The big caps in a power supply also help the amp handle transients that would otherwise be too much for the power supply to feed by providing some reserve power. Another term for this is “headroom”
When you turn off the amp, that stored power in the caps is consumed, enabling the amp to make sound for a short while after the power is switched off.
If you have an amp where the sound cuts out instantly, there’s a relay that disconnects the speaker(s) - when you turn the amp on, the relay is on a time-delay - this protects the speakers from that “WHUMP!!” when the amp first turns on and hasn’t stabilized.

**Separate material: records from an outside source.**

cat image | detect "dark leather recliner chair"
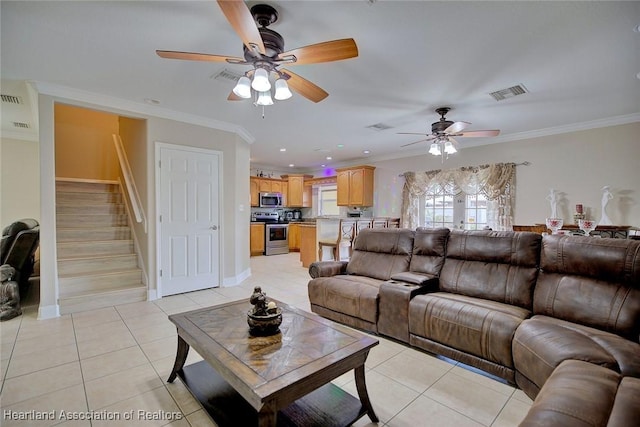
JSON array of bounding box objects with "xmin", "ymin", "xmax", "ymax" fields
[{"xmin": 0, "ymin": 218, "xmax": 40, "ymax": 297}]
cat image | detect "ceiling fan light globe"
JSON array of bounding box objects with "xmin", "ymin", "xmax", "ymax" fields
[
  {"xmin": 256, "ymin": 91, "xmax": 273, "ymax": 105},
  {"xmin": 444, "ymin": 141, "xmax": 458, "ymax": 154},
  {"xmin": 273, "ymin": 79, "xmax": 293, "ymax": 101},
  {"xmin": 251, "ymin": 68, "xmax": 271, "ymax": 92},
  {"xmin": 233, "ymin": 76, "xmax": 251, "ymax": 99}
]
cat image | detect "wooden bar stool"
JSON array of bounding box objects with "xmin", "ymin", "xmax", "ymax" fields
[{"xmin": 318, "ymin": 219, "xmax": 356, "ymax": 261}]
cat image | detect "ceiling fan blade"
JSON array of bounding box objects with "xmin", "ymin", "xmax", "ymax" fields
[
  {"xmin": 218, "ymin": 0, "xmax": 265, "ymax": 55},
  {"xmin": 278, "ymin": 39, "xmax": 358, "ymax": 65},
  {"xmin": 456, "ymin": 129, "xmax": 500, "ymax": 138},
  {"xmin": 280, "ymin": 69, "xmax": 329, "ymax": 102},
  {"xmin": 227, "ymin": 91, "xmax": 245, "ymax": 101},
  {"xmin": 400, "ymin": 139, "xmax": 428, "ymax": 147},
  {"xmin": 444, "ymin": 122, "xmax": 471, "ymax": 133},
  {"xmin": 156, "ymin": 50, "xmax": 245, "ymax": 62}
]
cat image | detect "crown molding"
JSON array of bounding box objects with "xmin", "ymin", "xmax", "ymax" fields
[
  {"xmin": 28, "ymin": 81, "xmax": 256, "ymax": 144},
  {"xmin": 474, "ymin": 113, "xmax": 640, "ymax": 146},
  {"xmin": 0, "ymin": 129, "xmax": 38, "ymax": 142}
]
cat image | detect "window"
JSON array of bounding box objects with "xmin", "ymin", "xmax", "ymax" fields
[
  {"xmin": 464, "ymin": 193, "xmax": 487, "ymax": 230},
  {"xmin": 318, "ymin": 185, "xmax": 340, "ymax": 215},
  {"xmin": 422, "ymin": 183, "xmax": 457, "ymax": 228},
  {"xmin": 420, "ymin": 182, "xmax": 488, "ymax": 230}
]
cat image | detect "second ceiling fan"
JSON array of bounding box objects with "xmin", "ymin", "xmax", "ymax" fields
[
  {"xmin": 398, "ymin": 107, "xmax": 500, "ymax": 155},
  {"xmin": 156, "ymin": 0, "xmax": 358, "ymax": 105}
]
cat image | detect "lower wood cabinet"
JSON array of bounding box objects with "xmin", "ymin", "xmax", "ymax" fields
[
  {"xmin": 289, "ymin": 223, "xmax": 300, "ymax": 252},
  {"xmin": 249, "ymin": 223, "xmax": 264, "ymax": 256}
]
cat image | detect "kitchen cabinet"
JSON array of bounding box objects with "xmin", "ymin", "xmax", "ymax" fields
[
  {"xmin": 249, "ymin": 223, "xmax": 264, "ymax": 256},
  {"xmin": 336, "ymin": 166, "xmax": 375, "ymax": 206},
  {"xmin": 249, "ymin": 176, "xmax": 283, "ymax": 207},
  {"xmin": 282, "ymin": 174, "xmax": 313, "ymax": 208},
  {"xmin": 289, "ymin": 223, "xmax": 300, "ymax": 252}
]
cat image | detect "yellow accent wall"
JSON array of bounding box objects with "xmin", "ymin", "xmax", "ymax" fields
[{"xmin": 54, "ymin": 104, "xmax": 119, "ymax": 181}]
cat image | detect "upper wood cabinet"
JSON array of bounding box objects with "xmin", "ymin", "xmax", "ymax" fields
[
  {"xmin": 282, "ymin": 174, "xmax": 313, "ymax": 208},
  {"xmin": 249, "ymin": 176, "xmax": 283, "ymax": 206},
  {"xmin": 336, "ymin": 166, "xmax": 375, "ymax": 206}
]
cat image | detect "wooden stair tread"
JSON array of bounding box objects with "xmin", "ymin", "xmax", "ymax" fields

Q.E.D. and ECG are correct.
Here’s a layman’s explanation:
One of the problems with the AC power available at your wall receptacle is that the power goes to exactly 0 watts 120 times a second, regardless of what’s plugged into it. And it’s very close to 0 watts for a significant part of the cycle.
As you might imagine, this sucks if you’re trying to power something that needs power continuously. In other words, just about every appliance needs to use power (or have power available to it) 100% of the time. But the power at the damn outlet is at 0 watts (or around 0 watts) for a significant period of time over each cycle of the 60 Hz sine wave. See the problem?
To get around this problem, just about every appliance needs to take some of the energy that’s coming from the wall receptacle and store it in an onboard “energy storage device.” That way, if the power coming in from the outlet is at (or around) 0 watts, the appliance can grab the extra energy it needs from it’s on-board storage device.
So what are these storage devices?
In an AC motor it’s rotational inertia. In most all other electrical appliances, it’s the capacitor. Batteries are also sometimes used. I think I’ve even heard of designs using flywheels.
Thanks guys, for all your help - that makes a lot of sense. Minor nitpick is that over in the UK, my AC supply’s running at 50Hz so all your explanations are wrong 
Thanks again!
The flip side of that is that when you turn the amp on the big capacitors have to get charged up. Back in my PA running days we had a 3000 Watt amp that would dim the lights in the room when you turned it on. In one club every time we turned it on it drew more current than the main breaker would allow so it threw and cut off the power. In order to get it powered up one of us switched the amp on and the other reset the breaker repeatedly, building charge in the caps.
Since the OP is well and truly answered I thought I’d just chuck in an old war story.